$A(a,b)$ and $B(b,-a)$ are two fixed points. If $P(x,y)$ is a moving point such that $$|AP|^2 + |PB|^2 = |AB|^2 \tag1$$ prove that $x^2 + y^2 =(b-a)(x+y)$.
So far I tried to use distance formula in the equation (1). But at the end I could not get the desired outcome. And I think I am not wrong, as it seems to me that it is the only way to solve the problem. Also, could anybody explain to me analytically, when the question says $P(x,y)$ is a moving point.

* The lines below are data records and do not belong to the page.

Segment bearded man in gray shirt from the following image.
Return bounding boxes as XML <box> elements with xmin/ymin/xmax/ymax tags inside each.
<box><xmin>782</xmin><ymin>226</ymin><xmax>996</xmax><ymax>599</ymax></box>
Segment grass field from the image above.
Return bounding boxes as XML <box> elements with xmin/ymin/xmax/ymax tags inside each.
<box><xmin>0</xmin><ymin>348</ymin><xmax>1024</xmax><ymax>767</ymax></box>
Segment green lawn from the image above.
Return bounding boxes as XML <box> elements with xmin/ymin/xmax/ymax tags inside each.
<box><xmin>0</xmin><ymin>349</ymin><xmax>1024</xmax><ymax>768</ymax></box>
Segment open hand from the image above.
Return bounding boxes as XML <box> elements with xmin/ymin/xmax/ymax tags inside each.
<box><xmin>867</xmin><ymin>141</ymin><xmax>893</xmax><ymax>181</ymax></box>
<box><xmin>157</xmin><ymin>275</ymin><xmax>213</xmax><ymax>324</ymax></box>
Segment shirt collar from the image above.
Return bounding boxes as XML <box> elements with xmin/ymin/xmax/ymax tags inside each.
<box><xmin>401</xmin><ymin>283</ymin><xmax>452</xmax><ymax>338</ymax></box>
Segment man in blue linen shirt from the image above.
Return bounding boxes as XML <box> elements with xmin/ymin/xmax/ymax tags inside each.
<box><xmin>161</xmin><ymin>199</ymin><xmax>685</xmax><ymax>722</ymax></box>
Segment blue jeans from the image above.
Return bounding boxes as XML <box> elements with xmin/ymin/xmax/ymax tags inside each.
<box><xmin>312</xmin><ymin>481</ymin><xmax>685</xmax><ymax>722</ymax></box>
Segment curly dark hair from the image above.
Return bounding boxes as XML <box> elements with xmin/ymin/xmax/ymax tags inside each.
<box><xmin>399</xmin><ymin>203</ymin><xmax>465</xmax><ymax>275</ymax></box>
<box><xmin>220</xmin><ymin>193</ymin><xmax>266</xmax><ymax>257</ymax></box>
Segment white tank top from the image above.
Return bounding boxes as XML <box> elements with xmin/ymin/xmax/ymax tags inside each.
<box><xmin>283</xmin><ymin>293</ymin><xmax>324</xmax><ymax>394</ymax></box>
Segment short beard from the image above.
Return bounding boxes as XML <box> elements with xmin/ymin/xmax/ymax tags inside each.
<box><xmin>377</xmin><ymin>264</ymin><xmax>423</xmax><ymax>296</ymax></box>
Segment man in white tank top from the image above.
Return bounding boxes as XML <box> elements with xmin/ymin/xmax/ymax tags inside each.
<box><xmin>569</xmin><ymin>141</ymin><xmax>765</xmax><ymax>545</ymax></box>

for P satisfies the condition: $$(x-a)^2+(y-b)^2+(x-b)^2+(y+a)^2=(a-b)^2+(a+b)^2$$ Solve: $$(x^2+a^2-2ax)+(y^2+b^2-2bx)+(x^2+b^2-2bx)+(y^2+a^2+2ay)=2a^2+2b^2$$ $$- a x - 2 b x + x^2 + a y + y^2 = 0$$ $$\left(x-\frac{a+2b}2\right)^2+(y+a/2)^2=\left(\frac{\sqrt{2a^2+4b^2+4ab}}{2}\right)^2$$ The last equation is the locus of point P which apparently is a circle.